Gooding's Supermarkets, a 13-store upscale chain in Altamonte Springs, Fla., refuses to sell tabloids altogether since the death of Princess Diana, and 12-store Gelson's Markets, Encino, Calif., placed laminated cards in racks to hide tabloid covers.
"Gelson's Markets recognizes the sensitivity of the tabloid issue to our customers. Our management has given this topic much thought and feels that we do not have the right to censor products based on our own standards of what is appropriate. Therefore, we will continue to offer tabloids for sale. However, we will cover the front of the magazines so that potentially objectionable photos or headlines will not be visible," according to a message on the cards.
The cards have been in place since tabloids published crime scene photos after the murders of Nicole Brown Simpson and Ron Goldman, according to John Thoe, sales manager at SNC-Arrowmark, a book and magazine distributor in Burbank, Calif.
Any retailer that covers magazines or tabloids faces a significant sales drop, according to Thoe. "The cover is what sells the magazine," he said.
Gelson's Markets did not return phone calls from SN. Goodings confirmed tabloids have been pulled from its racks due to the public disapproval of the Diana coverage.
Another upscale chain, Ralph's Grocery Co., Compton, Calif., is temporarily selling tabloids at the magazine racks only. But not because chain executives believe material is "objectionable," according to Victoria Borgatta, acount executive at SCN-Arrowmark. The chain is adding larger racks at checkouts to display tabloids. In fact, executives at Ralph's want to get tabloids back on the shelves as soon as possible. "We've noticed a great drop-off in sales. Customers are not accustomed to look for tabloids back at the magazine racks," Borgatta said. Ralph's will occasionally pull a tabloid if the cover or editorial is "offensive," but only after officials receive several "legitimate" complaints, Borgatta says. The last time she remembers Ralph's pulling an issue was after Princess Diana's death.
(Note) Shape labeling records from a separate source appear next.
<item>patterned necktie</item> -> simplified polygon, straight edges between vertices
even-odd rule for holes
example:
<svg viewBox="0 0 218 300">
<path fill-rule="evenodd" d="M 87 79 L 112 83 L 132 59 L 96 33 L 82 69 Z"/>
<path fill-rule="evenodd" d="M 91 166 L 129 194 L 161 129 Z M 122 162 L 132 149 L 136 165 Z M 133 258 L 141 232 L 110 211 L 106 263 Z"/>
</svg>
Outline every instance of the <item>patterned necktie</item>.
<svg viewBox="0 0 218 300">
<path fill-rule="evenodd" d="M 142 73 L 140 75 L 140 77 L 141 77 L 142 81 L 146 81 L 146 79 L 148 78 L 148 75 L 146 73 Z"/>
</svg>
The death of Diana, Princess of Wales, proved one of the most challenging periods for tabloid executives, facing the public's anti-paparazzi sentiment. They hurried to change the minds of supermarket officials who declared they would not carry tabloids with photos from the crash scene, and some chains like Ralph's temporarily stopped their sale. Tabloid representatives were able to convince retailers that their Diana coverage was fairly tame, and tabloids appeared back on the shelves in a short time. "They sent copies of their stories [on Princess Diana's death] along with those of Time, People and other magazines, and showed them there was very little difference. The [retailers'] perception was worse than it was," said John Harrington, publisher of The New Single Copy, a publication for magazine publishers and distributors in Norwalk, Conn.
Tabloid and magazine executives are quick to point out that these are isolated cases and supermarket executives have been mostly quiet about the "tabloid issue."
Lawrence Gunn, president and chief executive officer of Globe Marketing Services, Boca Raton, Fla., is aware of only Gooding's and Gelson's restricting sales. And the Gelson's move does not affect The Globe's profits because the publication is "not displayed there anyway," according to Gunn. "This is not a universal problem, and by and large sales are strong," he said.
However, Harrington says that tabloid sales are "soft" this year. Although recent magazine and tabloid sales are not available, 1997 showed significant single-copy sales drops for the National Enquirer, Star, Weekly World News and National Examiner from 1996, according to data from the MPA. During the same time period, single-copy sales of TV Guide dropped about 20%, and Family Circle, Woman's Day and other popular magazines showed decreases.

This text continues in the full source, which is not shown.